Over that, the cards do have issues. 1080 had thermal throttling and neither overclocks as well as maxwell. What exactly earns pascal a higher score than maxwell when one it's obvious a lesser piggyback of the other simply riding a die shrink.

This is a reference card and we reviewed it as such. The score is for the GPU, we have never reviewed a reference card before or focused on the reference card itself. If that were the case the 290 would never had scored 95pts.

I don't care what side you are on but giving anything a perfect score means it has not issues to speak of.

A perfect score doesn’t mean a perfect product, a perfect product doesn’t exist. Unless Nvidia or AMD come out with a free graphics card that smokes everything on the market, that would probably be perfect. The score is subjective and it reflects the fact that it is the best card on the market at this time.
 
And I see people are already complaining that a great card got a 100 score again. Typical.

The 1070 looks like an amazing card. Unless AMD pulls a rabbit out of their hat with polaris, the 1070 is my next chip. Goodbye 770's, you will be missed.

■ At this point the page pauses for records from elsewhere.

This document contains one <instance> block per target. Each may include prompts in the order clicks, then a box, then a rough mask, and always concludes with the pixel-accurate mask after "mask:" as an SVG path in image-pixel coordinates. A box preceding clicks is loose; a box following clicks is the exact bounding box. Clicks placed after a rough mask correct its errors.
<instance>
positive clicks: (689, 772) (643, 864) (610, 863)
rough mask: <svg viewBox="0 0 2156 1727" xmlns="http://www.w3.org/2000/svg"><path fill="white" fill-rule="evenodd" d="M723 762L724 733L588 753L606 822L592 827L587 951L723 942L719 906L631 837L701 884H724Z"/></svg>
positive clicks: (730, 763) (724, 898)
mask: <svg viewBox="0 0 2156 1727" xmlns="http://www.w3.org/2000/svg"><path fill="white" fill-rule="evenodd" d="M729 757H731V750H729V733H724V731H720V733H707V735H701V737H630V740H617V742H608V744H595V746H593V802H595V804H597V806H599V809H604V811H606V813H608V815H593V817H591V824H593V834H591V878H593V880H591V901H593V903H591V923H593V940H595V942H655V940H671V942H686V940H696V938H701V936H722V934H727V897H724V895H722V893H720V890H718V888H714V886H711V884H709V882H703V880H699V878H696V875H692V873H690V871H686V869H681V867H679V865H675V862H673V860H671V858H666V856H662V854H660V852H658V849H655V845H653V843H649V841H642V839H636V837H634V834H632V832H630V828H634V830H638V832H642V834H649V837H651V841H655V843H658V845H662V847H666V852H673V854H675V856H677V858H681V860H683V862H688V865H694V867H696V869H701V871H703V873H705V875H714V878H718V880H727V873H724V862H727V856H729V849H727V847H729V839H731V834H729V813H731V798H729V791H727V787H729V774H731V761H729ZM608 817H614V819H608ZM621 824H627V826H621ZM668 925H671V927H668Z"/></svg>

Stay tuned, I think AMD's Polaris could really be something special.
 
And I see people are already complaining that a great card got a 100 score again. Typical.

The 1070 looks like an amazing card. Unless AMD pulls a rabbit out of their hat with polaris, the 1070 is my next chip. Goodbye 770's, you will be missed.

Stay tuned, I think AMD's Polaris could really be something special.
I figure it'll be either another 5000 series style victory or another 300 series flop. Hoping for the former, preparing for the latter given AMD's current track record.

A zen+polaris rig would be fun to build.